To the families of Gavriel and Rivky Holtzberg:

I am one of the Jewish tourists that Gabi and Rivky made it their life's work to welcome and assist in India. While I was traveling in Mumbai in August of this year, I found a warm and happy refuge in the Chabad house. I was traveling alone for half of my trip and I was incredibly grateful to be able to spend several hours with other Jews and enjoy a kosher meal. I remember eating dinner with Rivky, sharing stories and practicing my Hebrew, and playing with Moshe.

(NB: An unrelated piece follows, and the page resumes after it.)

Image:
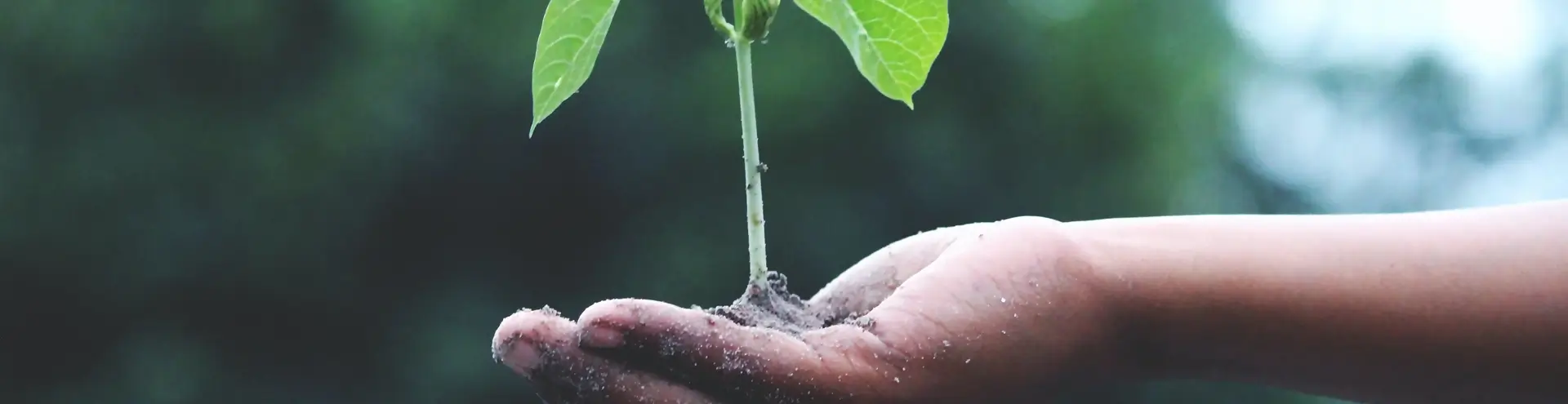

When I left their home, I remember I experienced a little shock because of the contrast between the strange streets of Mumbai and the warmth, familiarity and comfort I had just left behind. Religion is everywhere in India-the cities are filled with temples, statues and almost daily festivals celebrating Hinduism, Sikhism, Christianity and Islam. The time I spent with the Holtzbergs and with Mumbai’s strong Jewish community was an incredibly powerful experience. I felt so much pride to be Jewish in this country with citizens of faiths so different from my own.

When my friend from New York arrived the following day, I brought her back with me to meet the Holtzbergs. Again, we were welcomed like family and made to feel at home. The Rabbi even gave us some guidance on how to structure the remainder of our trip through Northern India and observe Shabbat while traveling.

After having spent a month in India, I realize it is no small sacrifice to leave your family behind, move to a foreign country less suited for living an observant lifestyle, and build a home open entirely to serve the needs of others. I have utmost gratitude and respect for the work that Chabad Shluchim do in India and around the world. I wanted you to know how Gabi and Rivky were able to touch my life and that I am grieving with you.